Student Advising

Note: this document will be revised regularly. This is posted as of Jan 2019.

Academic life is incredibly rewarding. One of the most joyful parts of it for me is working with students. Students are the lifeblood of the university and the source of new ideas and discovery. This statement is designed to be read primarily by students who are interested in working with me, but also by students who are currently working with me or by students who work with other faculty and wonder if what they are experiencing is "normal".

It should go without saying, but it is important to say anyway: I welcome students from a wide range of backgrounds to work with me regardless of where you come from, what you look like, etc.

Signing up to work with a professor, especially as a PhD student or a paid Research Assistant, is a significant responsibility and commitment on both our parts. I try to hold myself to high standards with students, but I also have high expectations from students who work with me. In general, we should all be responsive, respectful, honest, timely, and hard-working. When those things aren’t happening, we should talk to figure out how we can get there. I inevitably fail at doing this sometimes--I get distracted, balls drop--but I try to learn and see these relationships as ongoing learning processes.

In general, I am available to meet with students every week. I don't take on too many students (typically between 5-10 total across doctoral, Masters, and undergraduate students at any given time) to ensure that I will have time to meet with them. Other faculty run larger labs with group meetings or open hours or hierarchies of meetings—those are also reasonable arrangements.

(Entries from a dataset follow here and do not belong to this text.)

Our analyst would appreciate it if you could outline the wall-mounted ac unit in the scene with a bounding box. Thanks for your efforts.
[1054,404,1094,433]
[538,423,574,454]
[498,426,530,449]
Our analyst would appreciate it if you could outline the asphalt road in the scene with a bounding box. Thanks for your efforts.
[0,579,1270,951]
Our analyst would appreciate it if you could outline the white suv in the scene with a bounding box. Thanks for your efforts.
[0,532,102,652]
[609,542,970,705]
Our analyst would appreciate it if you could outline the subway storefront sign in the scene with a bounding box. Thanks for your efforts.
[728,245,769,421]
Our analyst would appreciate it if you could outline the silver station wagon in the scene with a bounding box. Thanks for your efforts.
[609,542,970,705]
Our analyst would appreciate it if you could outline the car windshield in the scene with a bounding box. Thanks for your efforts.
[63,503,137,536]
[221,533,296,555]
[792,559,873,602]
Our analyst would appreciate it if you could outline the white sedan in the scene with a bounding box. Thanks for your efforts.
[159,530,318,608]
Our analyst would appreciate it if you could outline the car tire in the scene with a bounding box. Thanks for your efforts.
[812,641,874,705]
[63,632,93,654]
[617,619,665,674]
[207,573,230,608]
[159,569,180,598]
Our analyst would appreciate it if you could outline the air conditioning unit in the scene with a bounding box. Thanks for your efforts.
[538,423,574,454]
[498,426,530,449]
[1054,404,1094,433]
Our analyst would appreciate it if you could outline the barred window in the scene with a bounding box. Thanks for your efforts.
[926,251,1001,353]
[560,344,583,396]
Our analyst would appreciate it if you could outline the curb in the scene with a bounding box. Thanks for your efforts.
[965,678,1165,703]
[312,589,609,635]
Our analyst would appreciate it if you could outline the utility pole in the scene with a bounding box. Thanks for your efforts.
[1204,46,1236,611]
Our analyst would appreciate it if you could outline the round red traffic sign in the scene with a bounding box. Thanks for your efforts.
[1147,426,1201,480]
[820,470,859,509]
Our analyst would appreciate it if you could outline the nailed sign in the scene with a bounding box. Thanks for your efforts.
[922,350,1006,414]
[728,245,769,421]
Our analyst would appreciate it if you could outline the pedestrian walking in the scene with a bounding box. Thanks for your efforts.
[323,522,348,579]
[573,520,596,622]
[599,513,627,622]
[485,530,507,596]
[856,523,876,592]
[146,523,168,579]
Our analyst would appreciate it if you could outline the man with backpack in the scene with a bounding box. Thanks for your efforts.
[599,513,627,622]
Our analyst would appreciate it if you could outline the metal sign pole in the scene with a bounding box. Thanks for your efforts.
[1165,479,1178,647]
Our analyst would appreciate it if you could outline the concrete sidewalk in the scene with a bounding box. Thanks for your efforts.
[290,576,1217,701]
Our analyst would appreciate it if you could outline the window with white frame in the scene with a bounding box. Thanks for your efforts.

New doctoral students are expected to meet with me weekly--some meetings will take a full hour or more, some will just be a few minutes. I value my time and yours and we should meet as often and as long as is productive, but not more than that. Senior students often transition to meeting every other week, or just on demand, after they’ve established their own research trajectory. Some RAs work on small projects for a few hours a week and we may also meet less frequently.

Academic life is unlike many industry jobs in that there is no 9-5 structure in place. As a result, students can feel like they should be working all the time. They should not. The vast majority of people cannot sustain overwork without compromising their physical or mental health. I also think that for the majority of people, working reasonable hours and taking breaks results in more innovative and impactful scholarship. I spend my non-work hours (typically evening and weekends) with family, watching Netflix, exercising, and cooking/baking. I take a few explicit weeks of vacation a year. You should also find things that you like to spend time on outside of your work hours. Things outside of work also come up related to health, family, emergencies, etc. Those often require work breaks, and at the very least, different work arrangements. You can let me know if that comes up for you.

The university (like most of society) has strong hierarchical structures. Professors are in positions of power over students and students are unfortunately not always able to speak up when something isn’t right. I welcome student input, especially if I or one of my colleagues has said or done something that makes a student feel uncomfortable. Harassment, intolerance, and other injustices are not okay. Though I can’t promise just outcomes, I will be available to listen to students and try to make their experiences better.